The smell of decomposing flesh is a stench unlike any other, especially in the summertime. It’s a smell you can taste even if you try not to breathe.

A dead animal in your attic doesn’t pose as serious a risk to your health as rodent urine or feces, but if your pet comes into contact with the dead animal it can make them sick. And be honest — do you want to be the one to dig around in your attic and remove a decomposing carcass?

How can you recognize the smell in your attic as a dead animal carcass? The smell may take up to a week to be noticeable in your house if the animal (or animals) died in the attic. It’ll be one of the worst smells you can ever remember crossing your nostrils. It isn’t musty like urine or mildewy like mold; it’s more offensive, more visceral, and more intense.

Unfortunately, if this is what’s making your attic stink, you have to wait it out. There’s nothing you can do to make the smell go away, no quick fix. Sanitize, then wait. You may be able to get a pest control professional to help, however.

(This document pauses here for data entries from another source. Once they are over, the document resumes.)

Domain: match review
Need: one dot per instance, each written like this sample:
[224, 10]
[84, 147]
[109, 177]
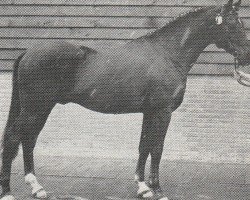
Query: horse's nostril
[236, 54]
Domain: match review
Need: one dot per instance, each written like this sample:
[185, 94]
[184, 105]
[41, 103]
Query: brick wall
[99, 23]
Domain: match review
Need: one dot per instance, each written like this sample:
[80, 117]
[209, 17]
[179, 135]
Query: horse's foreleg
[154, 130]
[10, 146]
[33, 128]
[160, 123]
[144, 148]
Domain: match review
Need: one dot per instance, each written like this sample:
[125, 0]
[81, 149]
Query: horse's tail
[15, 103]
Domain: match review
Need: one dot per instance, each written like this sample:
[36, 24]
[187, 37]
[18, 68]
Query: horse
[147, 75]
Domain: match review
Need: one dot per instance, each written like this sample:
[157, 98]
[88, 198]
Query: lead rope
[239, 75]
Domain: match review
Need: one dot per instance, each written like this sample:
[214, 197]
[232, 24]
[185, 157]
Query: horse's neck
[183, 44]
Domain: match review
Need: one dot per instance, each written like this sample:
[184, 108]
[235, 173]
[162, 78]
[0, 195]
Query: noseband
[241, 77]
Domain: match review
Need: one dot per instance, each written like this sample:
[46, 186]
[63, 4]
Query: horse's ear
[237, 5]
[229, 3]
[228, 6]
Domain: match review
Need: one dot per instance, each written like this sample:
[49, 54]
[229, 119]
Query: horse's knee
[8, 197]
[37, 189]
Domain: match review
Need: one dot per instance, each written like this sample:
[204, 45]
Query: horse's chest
[167, 96]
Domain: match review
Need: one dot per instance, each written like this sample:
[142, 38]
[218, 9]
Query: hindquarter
[45, 71]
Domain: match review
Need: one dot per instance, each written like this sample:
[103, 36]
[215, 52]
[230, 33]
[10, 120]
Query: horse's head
[229, 33]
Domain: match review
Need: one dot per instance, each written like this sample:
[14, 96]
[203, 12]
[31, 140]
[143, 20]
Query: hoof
[40, 194]
[8, 197]
[145, 194]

Can a gas leak smell like cat urine?

No, a natural gas leak doesn’t smell like cat urine. In fact, natural gas alone is odorless. An additive gives it a somewhat pungent scent that’s more like sulfur in some ways so people can detect a gas leak by the scent.

Freon odors

There is another possibility, however: Freon refrigerant. Many people have reported that the gas Freon smells like cat pee to them among other things like paint stripper, nail polish remover, or classic ammonia.

The variation in smells depends on the person and the chemical makeup of the Freon gas and what was mixed with it as Freon is often mixed with a lubricant and also a leak detection chemical in some cases.

Freon can leak from heat pumps and air conditioners so if you do smell something resembling cat urine in your attic or anywhere in your house, it’s best to call an HVAC specialist to check for leaks in your duct system.

Mold scent

Toxic black mold in a damp, musty area can also smell like cat urine so make sure to cover all potentialities. Dampness and high humidity encourage the growth of mildew or mold which has a tendency to have a musky, funky scent that may seem like a cat urine smell to some.

Why does my house smell bad after a vacation?

If you’re only gone for a weekend the chances are your house will smell a bit closed up but it won’t smell bad. However, if you’re gone for a few weeks or a month or so you may wonder why on earth your entire house smells weird after you come back.

  • If your house smells musty and stale the main reason is due to lack of air circulation. It shouldn’t be a terrible smell, but it’s not pleasant. Don’t worry if your home has a musty odor when you get back after an absence; it should disappear within a few hours or a day. If the smell is more than just a musty, stale absence of fresh air, you may have another problem.
  • Because of the lack of airflow during your absence, moisture-rich environments like bathrooms, laundry rooms, or kitchens could potentially grow mold during a long absence so the musty odor you’re smelling could be mold.
  • Old foods or garbage that weren’t disposed of are sources of odors over time.

To see whether it’s a mold issue, a gas leak, or just normal staleness from lack of airflow, you can turn the air conditioning up, open doors and windows, and see whether anything changes or goes away the first few hours you’re back home.

A gas leak is a potentially hazardous problem so you may want to check on that first before airing out the house.